If the crime rate in New York City in 2019 had stayed the same in 2020 and 2021, there would be 301 more New Yorkers alive today and 1900 fewer shooting victims. What happened? Bail “reform.”

Data posted on the website of the New York State Office of Court Administration (OCA) clearly shows that the bail reform laws passed by the NYS legislature in 2020, which went into effect on July 1, 2020 to correct the disastrous 2019 reforms, did not go nearly far enough. An analysis of the data, covering arrests made from July 1, 2020 through August 30, 2020, the first two months of the new law, proves what many prosecutors and police have been saying for the past two years – the rise in crime in NYC is due to repeat offenders being released back onto the streets after arrest.

The usual progressive advocates tout portions of an analysis done by the Albany Times Union showing only 2% of defendants released under the new bail laws were “arrested for a violent felony offense while their case was pending.” That is technically true, but that 2% statistic is irrelevant to the debate over the new laws, and, in fact, they are interpreting the numbers incorrectly. The analysis they did took all the arrests in the state where the defendant was eligible for release under the new law – over 100,000 cases – and looked at just violent felony re-arrest rates for those defendants. Included in that 100,000 cases were first time offenders charged with shoplifting, petty larceny, driving under the influence, trespassing and every oth- er misdemeanor arrest, as well as first time nonviolent felony offenders. These are cases where bail was very rarely set even under the “pre-reform” bail law, absent very unusual circumstances.
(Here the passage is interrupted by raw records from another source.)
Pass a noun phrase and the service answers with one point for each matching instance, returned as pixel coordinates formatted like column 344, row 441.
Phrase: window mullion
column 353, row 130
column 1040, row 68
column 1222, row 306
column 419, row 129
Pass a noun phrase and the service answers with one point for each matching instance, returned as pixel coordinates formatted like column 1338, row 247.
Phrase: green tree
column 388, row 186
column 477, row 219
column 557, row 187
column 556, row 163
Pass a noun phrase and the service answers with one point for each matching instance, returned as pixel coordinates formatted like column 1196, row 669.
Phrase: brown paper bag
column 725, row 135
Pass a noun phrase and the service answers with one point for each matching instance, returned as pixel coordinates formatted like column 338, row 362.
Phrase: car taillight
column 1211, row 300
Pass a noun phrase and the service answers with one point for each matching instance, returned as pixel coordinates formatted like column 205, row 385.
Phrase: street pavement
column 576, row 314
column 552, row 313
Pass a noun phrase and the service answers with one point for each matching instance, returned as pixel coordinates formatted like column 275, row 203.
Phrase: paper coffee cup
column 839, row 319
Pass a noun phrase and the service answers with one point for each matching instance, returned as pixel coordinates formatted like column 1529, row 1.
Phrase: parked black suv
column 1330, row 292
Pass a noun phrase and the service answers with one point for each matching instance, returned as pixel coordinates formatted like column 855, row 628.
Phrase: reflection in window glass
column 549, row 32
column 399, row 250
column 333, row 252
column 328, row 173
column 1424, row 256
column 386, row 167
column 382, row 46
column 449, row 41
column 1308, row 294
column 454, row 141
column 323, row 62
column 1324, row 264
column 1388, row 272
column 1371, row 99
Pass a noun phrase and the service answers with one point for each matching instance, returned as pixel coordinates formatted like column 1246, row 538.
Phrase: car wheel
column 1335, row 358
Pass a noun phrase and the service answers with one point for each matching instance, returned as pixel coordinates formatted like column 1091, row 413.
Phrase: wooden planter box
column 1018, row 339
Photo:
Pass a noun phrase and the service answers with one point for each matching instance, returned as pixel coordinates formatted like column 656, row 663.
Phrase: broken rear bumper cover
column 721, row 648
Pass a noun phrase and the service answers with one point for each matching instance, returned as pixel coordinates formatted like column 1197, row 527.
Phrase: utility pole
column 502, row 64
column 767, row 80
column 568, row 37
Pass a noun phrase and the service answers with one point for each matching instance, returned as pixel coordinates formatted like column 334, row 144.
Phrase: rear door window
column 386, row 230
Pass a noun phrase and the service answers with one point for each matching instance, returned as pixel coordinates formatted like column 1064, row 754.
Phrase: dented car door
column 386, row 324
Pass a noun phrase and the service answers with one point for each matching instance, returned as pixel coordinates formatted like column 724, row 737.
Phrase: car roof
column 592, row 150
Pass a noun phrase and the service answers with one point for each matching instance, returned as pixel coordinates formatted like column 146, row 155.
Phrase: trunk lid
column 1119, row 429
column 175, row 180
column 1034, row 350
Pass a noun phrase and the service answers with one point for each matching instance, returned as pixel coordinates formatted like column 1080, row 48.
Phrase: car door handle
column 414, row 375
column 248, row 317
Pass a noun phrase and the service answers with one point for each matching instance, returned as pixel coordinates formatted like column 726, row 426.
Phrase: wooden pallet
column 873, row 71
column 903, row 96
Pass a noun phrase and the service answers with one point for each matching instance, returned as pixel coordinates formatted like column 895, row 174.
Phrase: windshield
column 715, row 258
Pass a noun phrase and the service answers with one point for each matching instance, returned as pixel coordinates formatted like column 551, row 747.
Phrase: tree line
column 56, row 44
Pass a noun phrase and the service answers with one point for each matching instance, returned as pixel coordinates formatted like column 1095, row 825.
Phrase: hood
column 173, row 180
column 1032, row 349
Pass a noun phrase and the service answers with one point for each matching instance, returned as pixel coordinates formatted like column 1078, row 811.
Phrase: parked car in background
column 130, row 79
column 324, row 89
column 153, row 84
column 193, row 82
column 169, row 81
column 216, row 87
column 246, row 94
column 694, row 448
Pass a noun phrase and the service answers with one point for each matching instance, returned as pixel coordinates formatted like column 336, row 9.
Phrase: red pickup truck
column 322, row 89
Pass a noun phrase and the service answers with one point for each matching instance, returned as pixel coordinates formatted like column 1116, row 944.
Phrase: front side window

They ignored tens of thousands of non-violent felony and misdemeanor arrests for those defendants.

If you look at defendants arrested for felonies during the first two months of the 2020 bail laws, from July 1, 2020, to August 30, 2020, you see a far different story. Here’s what the data shows:

In New York City during that period, 3,680 defendants were arraigned for felonies. Fully 70% of them (2,564) had a prior conviction or pending case when they were arrested. Among the 2,564, there were 2,401 pending cases, and more than 11,539 prior convictions. These were not first-time offenders. They weren’t even last-time offenders. The OCA data shows that 31% of them were re-arrested before their case was disposed. But note the qualifier here – “before their case was disposed.” That number does not include arrests while awaiting sentence or after sentence. In fact, OCA initially included those arrests with the data but then quickly “corrected” it, eliminating almost 16,000 re-arrests, thereby reducing the re-arrest rate.

Looking more closely at these felony arrests, 594 of these 2,564 defendants had a prior pending violent felony offense – burglary, attempted murder, assault, rape, or kidnapping – when they were arraigned. Incredibly, 190, or one in three of them, were released on no bail on their new case.

58% of these defendants (111 out of 190) were arrested again before their case was disposed.

915 of these felony defendants had a prior pending non-violent felony arrest – car theft, grand larceny, drugs, and commercial burglary, for example, when they were arrested. 375 of them were released on no bail. 62% of them (231 defendants) were arrested again before their case was disposed.

89% of the defendants arrested for home burglaries between July 1 and August 30, 2020, had a prior or pending case. Of the 73 of them released on no bail, 40 of them, or 55%, were re-arrested while their case was pending. (Interestingly, only 15% of the defendants charged with home burglary who had bail set were re-arrested). For repeat commercial burglars, the re-arrest rate was 59%, for robbery 2nd degree it was 38%. The same was true for almost every repeat felony offender. Not just felonies, but misdemeanors too – for petty larceny, the re-arrest rate was 50%, unauthorized use of a motor vehicle – 45%.

Our criminal justice system has boiled down to: Commit crime, get arrested, get out, repeat. Our legislators must allow judges to remand people who are a danger to public safety, a change previously supported by former Mayor deBlasio, former Chief Judge Jonathan Lippman, and then-Brooklyn Borough President, now Mayor, Eric Adams, among others, in a 2015 press release.

Our politicians have simply been ignoring what’s been happening on the street. It’s as if all the additional crime victims are merely acceptable collateral damage of their progressive agenda. When do victims get factored into the debate over bail reform?